My last dose was a Saturday evening. By Sunday evening, just 24 hours later, I'm having insomnia, irritability, anxiety, and experienced sleep paralysis 1 time. I don't sleep Sunday night. I'm nauseated, skin crawling, vomit a few times and experience more insomnia on Monday paired also with general anxiety and anxiety/panic attacks, fear and worry. I don't go to work. I barely sleep Monday night and have auditory hallucinations. I don't go to work Tuesday. Tuesday was a bit easier, less fear, but still consistent inability to sleep during the day, consistent anxiety but less panic. I have a bit more comfortability eating on Tuesday, attempt one outing into the community which ended in an anxiety attack that tapered quickly, and sleep very roughly Tuesday night. I don't go to work Wednesday, which is today. I feel a lot cleaner and less anxious today. My brain feels foggy and exhausted. Typing this was more of a challenge than it should be.

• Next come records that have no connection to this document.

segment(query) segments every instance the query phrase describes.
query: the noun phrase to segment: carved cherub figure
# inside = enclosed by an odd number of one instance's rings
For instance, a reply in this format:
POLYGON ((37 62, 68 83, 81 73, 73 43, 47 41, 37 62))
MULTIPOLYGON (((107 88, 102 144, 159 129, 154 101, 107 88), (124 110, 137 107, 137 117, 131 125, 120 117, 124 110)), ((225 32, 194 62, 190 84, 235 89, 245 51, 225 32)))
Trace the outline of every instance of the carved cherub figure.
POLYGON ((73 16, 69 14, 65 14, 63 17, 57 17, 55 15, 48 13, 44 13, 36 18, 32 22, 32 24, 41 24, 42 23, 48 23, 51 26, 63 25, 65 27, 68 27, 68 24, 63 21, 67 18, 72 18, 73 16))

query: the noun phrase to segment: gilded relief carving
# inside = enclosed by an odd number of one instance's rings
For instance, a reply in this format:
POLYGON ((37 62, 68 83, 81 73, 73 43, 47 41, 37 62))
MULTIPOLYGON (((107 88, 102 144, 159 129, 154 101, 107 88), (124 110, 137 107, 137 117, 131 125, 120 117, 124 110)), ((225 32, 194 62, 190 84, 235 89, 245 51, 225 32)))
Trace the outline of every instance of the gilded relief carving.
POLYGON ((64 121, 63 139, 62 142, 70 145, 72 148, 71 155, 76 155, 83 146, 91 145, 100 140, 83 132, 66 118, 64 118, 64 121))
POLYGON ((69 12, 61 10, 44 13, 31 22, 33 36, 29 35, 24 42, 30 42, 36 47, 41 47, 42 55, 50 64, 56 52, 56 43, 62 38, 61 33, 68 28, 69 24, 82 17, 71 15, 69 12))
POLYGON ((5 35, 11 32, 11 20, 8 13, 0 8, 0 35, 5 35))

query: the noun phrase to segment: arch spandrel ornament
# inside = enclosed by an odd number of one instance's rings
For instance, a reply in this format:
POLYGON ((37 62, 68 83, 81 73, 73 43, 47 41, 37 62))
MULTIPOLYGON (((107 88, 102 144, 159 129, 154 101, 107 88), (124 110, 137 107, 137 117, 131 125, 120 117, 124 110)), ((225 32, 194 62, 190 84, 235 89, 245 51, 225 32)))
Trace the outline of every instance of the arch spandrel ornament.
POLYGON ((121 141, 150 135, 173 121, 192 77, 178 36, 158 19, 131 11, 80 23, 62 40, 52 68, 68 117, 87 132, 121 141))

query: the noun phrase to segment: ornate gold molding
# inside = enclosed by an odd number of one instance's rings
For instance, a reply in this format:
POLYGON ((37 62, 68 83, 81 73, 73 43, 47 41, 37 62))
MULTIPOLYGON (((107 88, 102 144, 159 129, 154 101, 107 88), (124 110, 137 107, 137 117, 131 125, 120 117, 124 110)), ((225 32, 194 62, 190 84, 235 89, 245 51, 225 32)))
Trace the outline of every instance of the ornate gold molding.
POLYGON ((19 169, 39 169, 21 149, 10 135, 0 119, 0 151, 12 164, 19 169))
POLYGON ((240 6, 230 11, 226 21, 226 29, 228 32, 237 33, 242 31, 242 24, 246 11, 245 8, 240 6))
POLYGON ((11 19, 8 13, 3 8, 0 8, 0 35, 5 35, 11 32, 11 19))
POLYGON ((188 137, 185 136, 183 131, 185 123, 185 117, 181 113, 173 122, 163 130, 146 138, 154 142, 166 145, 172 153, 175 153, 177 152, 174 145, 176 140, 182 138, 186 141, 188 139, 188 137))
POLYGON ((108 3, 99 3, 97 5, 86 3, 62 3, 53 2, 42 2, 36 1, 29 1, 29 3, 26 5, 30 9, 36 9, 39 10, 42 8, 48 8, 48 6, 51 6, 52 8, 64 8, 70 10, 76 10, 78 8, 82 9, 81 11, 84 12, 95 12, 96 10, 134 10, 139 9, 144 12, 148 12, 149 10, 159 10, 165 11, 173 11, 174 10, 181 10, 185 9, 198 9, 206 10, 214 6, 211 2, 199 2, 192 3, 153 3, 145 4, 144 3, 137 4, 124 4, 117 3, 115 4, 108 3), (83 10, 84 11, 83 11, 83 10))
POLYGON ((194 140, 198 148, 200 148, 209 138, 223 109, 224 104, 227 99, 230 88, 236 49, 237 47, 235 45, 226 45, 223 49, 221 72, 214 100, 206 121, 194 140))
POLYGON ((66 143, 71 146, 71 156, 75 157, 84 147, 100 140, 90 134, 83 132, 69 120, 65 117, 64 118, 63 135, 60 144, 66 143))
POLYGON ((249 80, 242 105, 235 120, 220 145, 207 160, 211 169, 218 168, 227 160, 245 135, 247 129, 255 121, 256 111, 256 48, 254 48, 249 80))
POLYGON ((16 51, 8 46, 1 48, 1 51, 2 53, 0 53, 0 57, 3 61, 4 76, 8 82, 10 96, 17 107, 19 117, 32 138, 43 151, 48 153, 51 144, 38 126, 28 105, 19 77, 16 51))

Last dose was Saturday evening, and I'm starting to feel decent on Wednesday, 4 days later. This experience was me trying to use a strong drug recreationally. But it only proved to me that I'm a drug addict who can't manage safe, medicinal or recreational use of any substance. That's what's true for me. And I thank Jesus for the reminder. Because I’ve gone through the cycle on a variety of substances (methoxetamine, dextromethorphan, weed, hydrocodone, xanax, alcohol, various psychedelics like LSD, AL-LAD, 1P-LSD, 25C-NBOME, 4-HO-MET, 4-ACO-DMT, and even caffeine). I abused it all, every time.

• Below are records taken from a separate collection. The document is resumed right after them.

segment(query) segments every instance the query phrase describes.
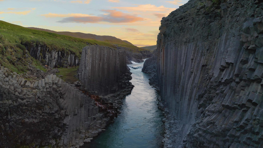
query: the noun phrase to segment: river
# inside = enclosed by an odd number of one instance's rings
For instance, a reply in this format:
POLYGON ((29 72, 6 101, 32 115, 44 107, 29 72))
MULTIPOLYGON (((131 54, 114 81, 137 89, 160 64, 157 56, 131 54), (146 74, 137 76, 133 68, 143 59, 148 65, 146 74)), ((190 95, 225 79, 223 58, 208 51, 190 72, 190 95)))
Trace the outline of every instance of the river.
POLYGON ((149 84, 148 75, 141 72, 143 63, 133 63, 128 66, 134 88, 123 100, 121 113, 82 148, 162 148, 163 116, 158 109, 158 94, 149 84))

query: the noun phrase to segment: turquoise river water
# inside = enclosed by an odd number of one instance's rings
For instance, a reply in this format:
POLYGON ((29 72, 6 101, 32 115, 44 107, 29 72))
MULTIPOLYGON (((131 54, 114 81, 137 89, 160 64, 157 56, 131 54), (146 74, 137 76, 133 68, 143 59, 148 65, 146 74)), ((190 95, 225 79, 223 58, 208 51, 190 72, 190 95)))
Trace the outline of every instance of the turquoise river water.
POLYGON ((133 63, 128 66, 134 88, 123 100, 121 113, 82 148, 162 148, 163 117, 158 109, 158 94, 149 84, 148 75, 141 72, 143 63, 133 63))

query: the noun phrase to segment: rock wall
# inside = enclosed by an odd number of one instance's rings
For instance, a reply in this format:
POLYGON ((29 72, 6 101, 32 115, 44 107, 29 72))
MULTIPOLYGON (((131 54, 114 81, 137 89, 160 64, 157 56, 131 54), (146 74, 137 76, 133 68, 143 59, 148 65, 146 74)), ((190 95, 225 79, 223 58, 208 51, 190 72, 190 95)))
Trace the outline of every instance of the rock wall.
POLYGON ((57 51, 38 41, 25 42, 23 45, 32 57, 52 68, 73 67, 79 64, 79 58, 70 51, 57 51))
POLYGON ((263 2, 190 0, 163 18, 165 147, 263 147, 263 2))
POLYGON ((82 49, 78 73, 88 92, 101 95, 114 93, 123 88, 119 81, 129 73, 125 52, 99 45, 82 49))
POLYGON ((116 117, 132 89, 100 98, 55 75, 23 77, 0 66, 0 147, 79 148, 116 117))

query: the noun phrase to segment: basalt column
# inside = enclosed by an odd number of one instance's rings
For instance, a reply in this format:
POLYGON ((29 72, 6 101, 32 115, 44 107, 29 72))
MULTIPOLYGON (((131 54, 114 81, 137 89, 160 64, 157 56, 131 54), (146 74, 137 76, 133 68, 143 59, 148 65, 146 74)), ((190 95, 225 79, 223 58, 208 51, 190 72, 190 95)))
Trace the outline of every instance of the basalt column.
POLYGON ((126 67, 125 52, 87 46, 82 49, 78 76, 88 91, 105 95, 119 90, 118 82, 126 73, 126 67))

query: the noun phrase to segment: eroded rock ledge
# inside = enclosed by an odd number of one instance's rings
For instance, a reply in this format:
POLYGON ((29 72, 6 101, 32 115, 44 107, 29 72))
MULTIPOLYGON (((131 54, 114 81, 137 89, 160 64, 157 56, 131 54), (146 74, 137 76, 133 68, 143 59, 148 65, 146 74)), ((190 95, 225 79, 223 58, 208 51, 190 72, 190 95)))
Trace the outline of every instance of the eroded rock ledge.
POLYGON ((53 74, 29 72, 26 79, 0 66, 0 146, 79 148, 90 142, 117 116, 131 92, 131 74, 125 68, 116 82, 121 87, 101 96, 53 74))
POLYGON ((163 18, 165 147, 263 147, 263 2, 190 0, 163 18))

Substances like Benzos or Etizolam ruin guys like me who will definitely abuse the drug and definitely develop a dependence. This was a hard, painful reminder for me.

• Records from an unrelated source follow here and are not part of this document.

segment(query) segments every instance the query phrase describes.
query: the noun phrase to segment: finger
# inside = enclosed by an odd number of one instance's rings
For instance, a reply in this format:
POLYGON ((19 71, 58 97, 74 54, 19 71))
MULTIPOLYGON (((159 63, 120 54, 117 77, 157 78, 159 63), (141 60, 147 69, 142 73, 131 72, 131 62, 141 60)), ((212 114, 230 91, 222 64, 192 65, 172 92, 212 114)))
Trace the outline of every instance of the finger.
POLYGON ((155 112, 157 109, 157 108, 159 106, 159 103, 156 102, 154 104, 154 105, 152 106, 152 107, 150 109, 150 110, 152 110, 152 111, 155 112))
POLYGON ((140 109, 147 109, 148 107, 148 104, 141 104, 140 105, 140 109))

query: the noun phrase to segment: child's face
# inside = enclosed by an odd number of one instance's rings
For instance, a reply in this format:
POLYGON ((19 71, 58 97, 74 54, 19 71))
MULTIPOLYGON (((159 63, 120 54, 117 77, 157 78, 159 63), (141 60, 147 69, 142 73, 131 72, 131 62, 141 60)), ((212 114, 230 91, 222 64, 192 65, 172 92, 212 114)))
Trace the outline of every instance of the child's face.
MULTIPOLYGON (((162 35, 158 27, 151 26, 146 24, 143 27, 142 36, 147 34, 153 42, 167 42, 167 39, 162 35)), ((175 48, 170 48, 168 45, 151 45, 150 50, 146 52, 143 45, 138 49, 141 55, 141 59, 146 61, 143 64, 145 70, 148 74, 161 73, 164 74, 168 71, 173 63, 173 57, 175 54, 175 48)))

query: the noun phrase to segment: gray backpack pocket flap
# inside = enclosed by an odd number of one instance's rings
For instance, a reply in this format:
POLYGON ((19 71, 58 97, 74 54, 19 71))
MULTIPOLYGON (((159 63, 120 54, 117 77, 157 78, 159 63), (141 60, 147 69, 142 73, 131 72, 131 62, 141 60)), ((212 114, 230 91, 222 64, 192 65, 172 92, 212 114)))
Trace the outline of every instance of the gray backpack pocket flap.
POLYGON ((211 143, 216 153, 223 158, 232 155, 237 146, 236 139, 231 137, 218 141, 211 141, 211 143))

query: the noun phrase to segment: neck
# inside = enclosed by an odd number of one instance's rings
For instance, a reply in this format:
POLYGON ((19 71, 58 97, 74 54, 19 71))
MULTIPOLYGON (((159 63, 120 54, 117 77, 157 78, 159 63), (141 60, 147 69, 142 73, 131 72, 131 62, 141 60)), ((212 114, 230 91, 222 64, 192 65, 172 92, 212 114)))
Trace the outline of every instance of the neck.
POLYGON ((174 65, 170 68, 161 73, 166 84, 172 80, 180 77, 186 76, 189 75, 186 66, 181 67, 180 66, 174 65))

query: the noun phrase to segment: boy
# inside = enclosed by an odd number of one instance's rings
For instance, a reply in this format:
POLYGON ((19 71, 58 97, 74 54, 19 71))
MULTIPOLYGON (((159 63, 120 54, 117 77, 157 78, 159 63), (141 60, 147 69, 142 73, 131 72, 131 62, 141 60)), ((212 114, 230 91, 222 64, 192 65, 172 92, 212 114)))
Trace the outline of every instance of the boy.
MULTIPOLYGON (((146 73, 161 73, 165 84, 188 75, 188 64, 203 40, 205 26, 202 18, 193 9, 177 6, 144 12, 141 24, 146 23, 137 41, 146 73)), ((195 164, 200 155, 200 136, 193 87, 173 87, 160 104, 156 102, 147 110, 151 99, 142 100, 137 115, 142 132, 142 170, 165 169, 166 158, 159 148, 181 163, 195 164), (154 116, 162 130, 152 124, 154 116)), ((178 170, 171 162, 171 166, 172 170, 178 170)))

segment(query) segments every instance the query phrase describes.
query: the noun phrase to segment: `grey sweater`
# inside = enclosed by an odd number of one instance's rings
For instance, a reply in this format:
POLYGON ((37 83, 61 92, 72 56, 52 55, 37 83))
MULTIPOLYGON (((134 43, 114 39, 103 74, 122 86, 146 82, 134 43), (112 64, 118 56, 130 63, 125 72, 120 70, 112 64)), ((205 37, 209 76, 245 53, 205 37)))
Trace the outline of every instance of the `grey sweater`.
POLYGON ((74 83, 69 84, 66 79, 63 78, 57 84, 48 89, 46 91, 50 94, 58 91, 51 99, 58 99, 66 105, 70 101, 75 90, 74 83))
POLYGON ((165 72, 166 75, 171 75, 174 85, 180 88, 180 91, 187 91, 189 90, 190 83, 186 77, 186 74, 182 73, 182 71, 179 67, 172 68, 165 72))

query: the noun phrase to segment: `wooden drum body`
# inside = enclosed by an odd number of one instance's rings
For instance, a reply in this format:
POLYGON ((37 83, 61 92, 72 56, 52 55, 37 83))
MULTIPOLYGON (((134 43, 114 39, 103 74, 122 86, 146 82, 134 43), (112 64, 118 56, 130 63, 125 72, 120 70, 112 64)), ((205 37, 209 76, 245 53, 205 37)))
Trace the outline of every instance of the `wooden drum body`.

If you struggle with addiction, or always prefer to be high on something, don't try to recreationally or sparingly use substances like Etizolam; you won't be able to. The withdrawal experience isn't worth it.
I'm thankful for Jesus, prayer, my wife, pillows to cling to, and a counselor near where I live that helped me get through these last few days.
The 3 weeks of Etizolam abuse had positive drug effects such as: relaxation, decreased stress, increased euphoria, sleepiness. But the withdrawal period was not worth the 3 weeks of 'fun.' I've had more anxiety, fear, panic and inability to sleep in the last 4 days than I have in the last 4 years. Which also tells you that someone like me doesn't medicinally need a drug like Etizolam.
I struggle with self-control in regards to drugs, there's lots of room for addiction with this substance. I don't want anyone to experience the withdrawal that I've been experiencing.
We’re all broken, and we’re all craving something. But I did not find real relief or leisure on Etizolam.